As I was sitting at a red light in stop and go traffic, my phone vibrates. I look down and see it’s a friend I haven’t talked to in quite some time. My day is already ruined and traffic isn’t making it any better so I begin to text. The light turns green as I was finishing up rant and my “fuck” turned into a “duck” and “this” turned into “tits”. I didn’t realize what I had sent at first because I was so pissed off about traffic and now I was actually able to move my car forward 4 feet. It wasn’t until I got home that I realized that SIRI really screwed me over. The last phrase I sent to my buddy was “duck tits” and now unfortunately I have a new nickname!

Can you imagine if we talked like we texted? English would be made up into 3 different languages, Animals, Body Parts and I DuNk CuM ge…me.. Texting does make life much more interesting. Almost everything we do revolves around a smart phone, to a point that we feel naked if we leave home without it. If I forget to put on clothes but I leave the house with my phone then it doesn’t matter. I can’t remember the last time I was more than 6 inches from my phone.

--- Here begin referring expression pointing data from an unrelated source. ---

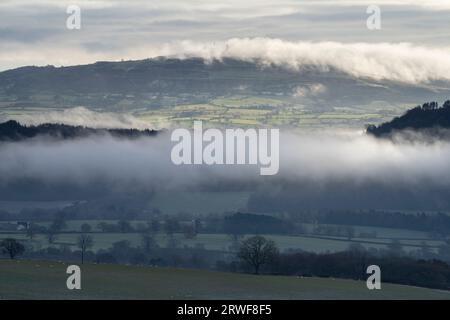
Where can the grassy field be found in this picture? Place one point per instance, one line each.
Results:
(47, 280)
(222, 242)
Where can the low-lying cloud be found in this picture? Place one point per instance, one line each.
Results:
(81, 116)
(307, 160)
(401, 62)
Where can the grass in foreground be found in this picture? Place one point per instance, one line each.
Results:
(23, 279)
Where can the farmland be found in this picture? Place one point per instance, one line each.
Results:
(410, 240)
(23, 279)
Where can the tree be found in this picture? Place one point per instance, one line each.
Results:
(171, 226)
(51, 235)
(257, 251)
(148, 242)
(31, 230)
(84, 242)
(11, 247)
(85, 228)
(124, 226)
(58, 224)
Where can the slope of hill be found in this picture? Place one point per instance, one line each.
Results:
(14, 131)
(47, 280)
(161, 82)
(428, 118)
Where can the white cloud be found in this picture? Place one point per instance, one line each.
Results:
(402, 62)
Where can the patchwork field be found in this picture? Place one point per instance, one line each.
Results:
(47, 280)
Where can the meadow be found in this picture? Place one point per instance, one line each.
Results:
(27, 279)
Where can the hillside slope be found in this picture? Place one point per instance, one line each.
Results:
(47, 280)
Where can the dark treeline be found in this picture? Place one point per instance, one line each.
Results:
(352, 264)
(438, 223)
(428, 118)
(14, 131)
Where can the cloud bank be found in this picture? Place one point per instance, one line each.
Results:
(315, 158)
(401, 62)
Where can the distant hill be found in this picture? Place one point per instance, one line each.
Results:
(428, 118)
(162, 82)
(14, 131)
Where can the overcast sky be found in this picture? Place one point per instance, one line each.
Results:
(35, 33)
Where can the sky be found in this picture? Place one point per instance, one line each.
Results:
(35, 32)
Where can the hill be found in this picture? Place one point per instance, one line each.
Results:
(46, 280)
(428, 118)
(162, 82)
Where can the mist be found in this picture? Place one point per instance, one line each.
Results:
(314, 166)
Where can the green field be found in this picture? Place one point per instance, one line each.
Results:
(22, 279)
(222, 242)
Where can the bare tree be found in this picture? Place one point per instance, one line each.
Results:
(84, 242)
(257, 251)
(11, 247)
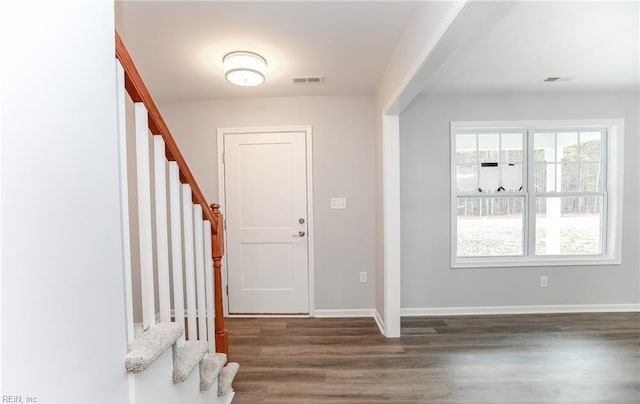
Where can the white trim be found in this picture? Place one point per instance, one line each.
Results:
(533, 309)
(615, 163)
(337, 313)
(308, 131)
(379, 322)
(391, 220)
(124, 200)
(268, 316)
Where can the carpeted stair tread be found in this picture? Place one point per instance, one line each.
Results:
(226, 378)
(186, 358)
(150, 345)
(210, 367)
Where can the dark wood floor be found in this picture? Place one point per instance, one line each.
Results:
(568, 358)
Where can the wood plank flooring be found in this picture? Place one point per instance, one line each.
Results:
(551, 358)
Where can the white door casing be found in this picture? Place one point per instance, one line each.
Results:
(266, 197)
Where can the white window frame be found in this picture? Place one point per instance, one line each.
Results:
(614, 163)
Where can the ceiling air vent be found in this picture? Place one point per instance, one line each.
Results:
(552, 79)
(307, 80)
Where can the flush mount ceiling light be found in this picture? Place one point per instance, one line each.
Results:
(244, 68)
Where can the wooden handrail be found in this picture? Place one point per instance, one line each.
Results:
(139, 93)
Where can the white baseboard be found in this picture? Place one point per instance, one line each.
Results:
(539, 309)
(379, 321)
(343, 313)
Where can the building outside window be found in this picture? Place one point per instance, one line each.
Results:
(536, 193)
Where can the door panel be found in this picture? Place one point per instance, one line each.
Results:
(265, 196)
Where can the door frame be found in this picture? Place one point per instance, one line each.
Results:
(307, 129)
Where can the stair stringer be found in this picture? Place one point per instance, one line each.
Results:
(155, 386)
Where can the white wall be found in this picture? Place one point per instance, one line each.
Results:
(343, 166)
(428, 281)
(63, 324)
(397, 86)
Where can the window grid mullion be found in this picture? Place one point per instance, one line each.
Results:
(530, 222)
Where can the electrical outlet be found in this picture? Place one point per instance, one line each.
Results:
(338, 203)
(544, 281)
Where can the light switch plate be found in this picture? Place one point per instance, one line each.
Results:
(338, 203)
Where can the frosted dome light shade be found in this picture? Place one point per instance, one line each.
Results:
(244, 68)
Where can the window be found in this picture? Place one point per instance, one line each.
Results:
(536, 193)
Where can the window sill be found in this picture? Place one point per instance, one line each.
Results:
(533, 262)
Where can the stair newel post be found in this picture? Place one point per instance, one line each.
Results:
(217, 247)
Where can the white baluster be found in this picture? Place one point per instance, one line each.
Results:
(210, 298)
(124, 199)
(200, 279)
(189, 259)
(176, 245)
(162, 232)
(144, 215)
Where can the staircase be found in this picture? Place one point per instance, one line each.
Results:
(175, 322)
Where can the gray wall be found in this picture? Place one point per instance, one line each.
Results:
(427, 279)
(343, 165)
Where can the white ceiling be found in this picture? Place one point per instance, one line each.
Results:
(595, 44)
(178, 46)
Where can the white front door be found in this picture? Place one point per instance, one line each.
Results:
(265, 179)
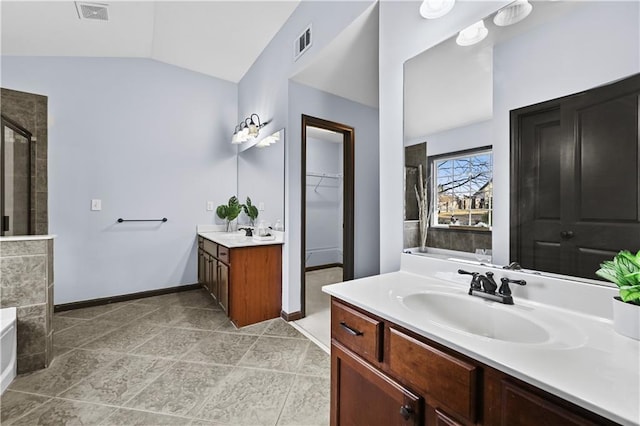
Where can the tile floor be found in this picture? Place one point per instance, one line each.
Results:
(317, 321)
(173, 359)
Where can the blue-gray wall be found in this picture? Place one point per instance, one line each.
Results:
(149, 140)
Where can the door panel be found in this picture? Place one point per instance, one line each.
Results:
(576, 198)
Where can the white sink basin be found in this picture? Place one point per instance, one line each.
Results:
(477, 316)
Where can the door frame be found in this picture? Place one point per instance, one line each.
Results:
(348, 168)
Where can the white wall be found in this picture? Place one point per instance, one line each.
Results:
(323, 203)
(404, 34)
(149, 140)
(265, 89)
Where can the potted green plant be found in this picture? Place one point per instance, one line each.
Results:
(624, 271)
(229, 211)
(251, 211)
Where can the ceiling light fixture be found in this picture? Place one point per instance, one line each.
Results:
(513, 13)
(247, 128)
(472, 34)
(433, 9)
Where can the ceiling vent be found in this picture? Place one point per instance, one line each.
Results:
(92, 11)
(302, 43)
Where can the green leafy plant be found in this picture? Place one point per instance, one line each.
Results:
(250, 210)
(624, 271)
(230, 211)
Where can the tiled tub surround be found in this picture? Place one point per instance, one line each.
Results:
(172, 359)
(26, 282)
(591, 366)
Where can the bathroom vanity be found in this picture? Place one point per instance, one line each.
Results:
(243, 275)
(412, 347)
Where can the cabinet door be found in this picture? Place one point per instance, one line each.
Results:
(223, 286)
(202, 267)
(213, 281)
(362, 395)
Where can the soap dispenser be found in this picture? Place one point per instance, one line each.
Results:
(262, 229)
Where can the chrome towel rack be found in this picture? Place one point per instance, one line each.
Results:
(120, 220)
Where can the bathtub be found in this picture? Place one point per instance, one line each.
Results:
(8, 345)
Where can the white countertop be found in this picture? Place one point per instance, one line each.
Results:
(238, 239)
(584, 361)
(27, 238)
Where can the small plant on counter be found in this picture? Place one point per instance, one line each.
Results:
(251, 211)
(229, 211)
(624, 271)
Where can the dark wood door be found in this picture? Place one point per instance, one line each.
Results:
(576, 180)
(362, 395)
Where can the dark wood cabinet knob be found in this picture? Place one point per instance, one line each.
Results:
(566, 235)
(406, 412)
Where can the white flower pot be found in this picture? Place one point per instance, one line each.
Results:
(626, 318)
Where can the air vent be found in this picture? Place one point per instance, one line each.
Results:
(302, 43)
(93, 11)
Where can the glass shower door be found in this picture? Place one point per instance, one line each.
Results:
(15, 173)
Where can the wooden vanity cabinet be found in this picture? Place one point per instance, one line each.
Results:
(419, 382)
(245, 281)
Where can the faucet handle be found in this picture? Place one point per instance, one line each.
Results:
(504, 288)
(475, 281)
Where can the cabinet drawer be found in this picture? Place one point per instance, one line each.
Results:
(357, 331)
(450, 381)
(210, 247)
(223, 254)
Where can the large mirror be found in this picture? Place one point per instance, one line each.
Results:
(261, 178)
(544, 113)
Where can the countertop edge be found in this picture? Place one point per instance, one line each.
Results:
(28, 237)
(587, 404)
(249, 242)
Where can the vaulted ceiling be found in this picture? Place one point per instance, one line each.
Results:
(218, 38)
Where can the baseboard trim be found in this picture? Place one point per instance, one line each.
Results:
(291, 316)
(327, 266)
(123, 298)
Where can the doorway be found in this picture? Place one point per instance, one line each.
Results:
(327, 217)
(576, 179)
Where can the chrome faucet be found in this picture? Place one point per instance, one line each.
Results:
(485, 286)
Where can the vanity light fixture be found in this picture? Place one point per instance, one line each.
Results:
(513, 13)
(472, 34)
(433, 9)
(247, 128)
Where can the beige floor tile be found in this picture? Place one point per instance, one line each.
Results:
(64, 371)
(308, 402)
(63, 412)
(248, 397)
(120, 381)
(171, 343)
(125, 338)
(182, 390)
(281, 328)
(127, 417)
(275, 353)
(316, 362)
(221, 348)
(15, 404)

I don’t think it’s going to be long before house phones crawl in the coffin with the 8 track. It seems as if every year we lose something from our child hood, but gain 20 new apps that do the exact same thing. Before long I won’t even need to wake up anymore because I’ll have an app do all my work for the day.

Technology these days amazes me. I can’t believe there are still people out there that don’t even know what the internet is. We stare at those people like they are aliens that just invaded our world. Area 51 is real guys, I passed it on my way through West Virginia. Whatever you do, don’t get off the main road anywhere in “Mingo County”. No cell service, you will get lost in a “holler” and Wal-Mart is more than 20 miles away!

I really can’t complain too much about my life. I grew up a short homeschooled kid with 3 friends, I was the popular kid in school, my biological dad confesses to be a serial killer, I spent 11 years of my adult life getting yelled at in the Military. I’m now a 31 year old college student and I just get yelled at by my wife. I wouldn’t trade it for the world!